Ich entdecke drei Häuser weiter eine Parklücke am Straßenrand, in welche Sebastian mein Auto hineinlenkt, nachdem ich sie ihm gezeigt habe. Heute fährt er mal. Außer Wincent und meiner Mama habe ich bisher niemanden hinter das Steuer meines Autos gelassen, aber manchmal muss man eben über seinen Schatten springen.

"Denkst du er ist schon da?", will Sebastian wissen, als er die Parkuhr aufs Amaturenbrett legt.

"Nein, meistens kommt er ein paar Minuten zu spät und wir sind auch noch fünf Minuten zu früh.", lache ich. "Vermutlich müssen wir noch etwa fünfzehn Minuten auf ihn warten."

Wir steigen aus und gehen auf das Haus mit dem grünen Logo zu. Schon beim Betreten entdecke ich Wincent, der an einem Tisch direkt neben dem Eingang sitzt. 

"Heute ist er wohl mal pünktlich.", flüstere ich und greife nach Sebastians Hand.

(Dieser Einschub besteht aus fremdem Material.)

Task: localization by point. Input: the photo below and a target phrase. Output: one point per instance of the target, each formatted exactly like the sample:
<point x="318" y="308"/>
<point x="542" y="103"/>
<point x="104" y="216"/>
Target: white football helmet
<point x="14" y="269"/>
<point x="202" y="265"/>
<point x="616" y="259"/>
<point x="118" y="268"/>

"Sieht so aus.", murmelt er.

Wir gehen auf Wincent zu. Erst als wir direkt vor ihm stehen, löst er seinen Blick von seinem Handy und sieht auf.

"Oh, hi. Da seid ihr ja endlich.", lächelt er freundlich.

Ich kenne ihn. Ich merke, dass die Freude nur aufgesetzt ist, aber ich freue mich darüber, dass er sich Mühe gibt. Er steht auf und umarmt mich, was vermutlich komisch aussieht, da ich Sebastians Hand dabei keine Sekunde los lasse. Etwas irritiert darüber, lässt Wincent mich wieder los und gibt Sebastian förmlich die Hand.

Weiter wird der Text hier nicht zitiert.